A pervading myth is that the French know best by providing small amounts of alcohol to help children better handle it, but what most don’t realise is that France has had twice the rate of alcohol dependency than the UK. We hear of children being offered drinks they don’t particularly want and groups of 10 year olds being given a birthday party cider all with the same good intentions
We know that 9/10 children aged 11-15 in our region don’t drink regularly and that fewer older teenagers aged 16-17 are regularly binge drinking than they were back in 2002. Numerous reasons may explain why teenagers and younger adults have less of a taste for it, from gym-toned social media profiles to use of smartphones to money pressures. Our own insight suggests teenagers can find it embarrassing or worrying seeing their own parents drinking to excess. Changing demographics come into the equation as well.
This might feel like progress, but the flipside should cause concern. 1 in 10 pupils aged 11-15 are still drinking regularly and estimates suggest over 12,000 pupils in the North East have been drunk in the last month. Our alcohol-specific hospital admissions are the worst in the country and almost twice as high as the England rate. Our region has a drink problem and children are affected.
There are global alcohol pressures which reach right into the inner sanctum of a typical teenager. Just like for gambling, recent scandals have exposed dubious social media advertising by the alcohol industry to get messages onto the platforms our children view, such as Instagram, paying “influencers” to position their product as cool. 14 year olds tell us that their friends promote boozy sessions or “seshes” on their own social media pages featuring pictures of friends passing out surrounded by vodka bottles or being sick. And increasingly the impact of sports sponsorship in fuelling underage drinking is coming under scrutiny, with calls globally for it to be banned just like it was for tobacco. To teenagers, alcohol is everywhere.

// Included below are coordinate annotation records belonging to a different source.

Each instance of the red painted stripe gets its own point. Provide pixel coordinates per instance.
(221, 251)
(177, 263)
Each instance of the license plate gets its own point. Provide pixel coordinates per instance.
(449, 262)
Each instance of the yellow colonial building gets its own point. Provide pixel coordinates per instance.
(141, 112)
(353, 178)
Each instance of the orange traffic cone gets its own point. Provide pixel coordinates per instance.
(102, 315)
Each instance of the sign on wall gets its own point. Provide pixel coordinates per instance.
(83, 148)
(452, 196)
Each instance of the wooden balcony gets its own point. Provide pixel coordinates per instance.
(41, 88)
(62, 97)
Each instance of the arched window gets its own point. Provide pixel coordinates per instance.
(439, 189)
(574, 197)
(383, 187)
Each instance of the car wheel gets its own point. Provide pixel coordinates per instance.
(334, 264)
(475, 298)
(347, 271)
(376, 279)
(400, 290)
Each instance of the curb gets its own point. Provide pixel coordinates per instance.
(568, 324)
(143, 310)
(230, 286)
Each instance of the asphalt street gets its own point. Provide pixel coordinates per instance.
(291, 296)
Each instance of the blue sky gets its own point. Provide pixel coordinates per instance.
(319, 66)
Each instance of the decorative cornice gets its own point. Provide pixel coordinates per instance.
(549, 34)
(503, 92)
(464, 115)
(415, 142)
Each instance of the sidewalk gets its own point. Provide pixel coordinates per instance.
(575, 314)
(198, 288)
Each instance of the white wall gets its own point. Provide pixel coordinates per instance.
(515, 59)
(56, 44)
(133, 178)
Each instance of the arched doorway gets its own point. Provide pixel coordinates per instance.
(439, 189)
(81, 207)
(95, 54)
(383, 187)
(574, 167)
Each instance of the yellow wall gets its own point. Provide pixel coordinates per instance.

We would argue more restrictions on the alcohol industry are needed, but we should also remember the positive impact that the family home can have. Parents can play a vital role in setting boundaries and filling this information void was one of the reasons Balance developed our What’s the Harm campaign (whatstheharm.co.uk). Most parents have been open to the message, with nearly half seeing it saying it has changed their minds about the age children should be allowed alcohol.
There are some home truths we might not like to hear but we should face. Children who live with parents who drink alcohol regularly are more likely to drink themselves, and most of the alcohol children drink comes from the family home. And it is among more affluent families where it is more likely that a child is starting to drink.
None of us like to think that our child could be the one being brought home in a police car or blue-lighted to hospital, or experimented with drugs or tobacco after a drinking session, but is it is the reality for thousands of children.
Alcohol causes cancer and is the biggest risk factor for death, ill-health and disability among 15-49 year-olds in the UK and there is growing awareness of how it can compound mental health problems. For children, it can affect the developing brain and impact on their education. Young drinkers are more likely to take other risks, such as smoke or take other illegal drugs. In short, we know more about alcohol’s harms now and we should act accordingly.
We all want the best for our children and grandchildren and the time has come to stop assuming that ‘best’ involves introducing them to alcohol. The longer we can delay it the better. Whisper it, but your children may choose to join those increasing numbers of adults who are choosing not to drink alcohol at all.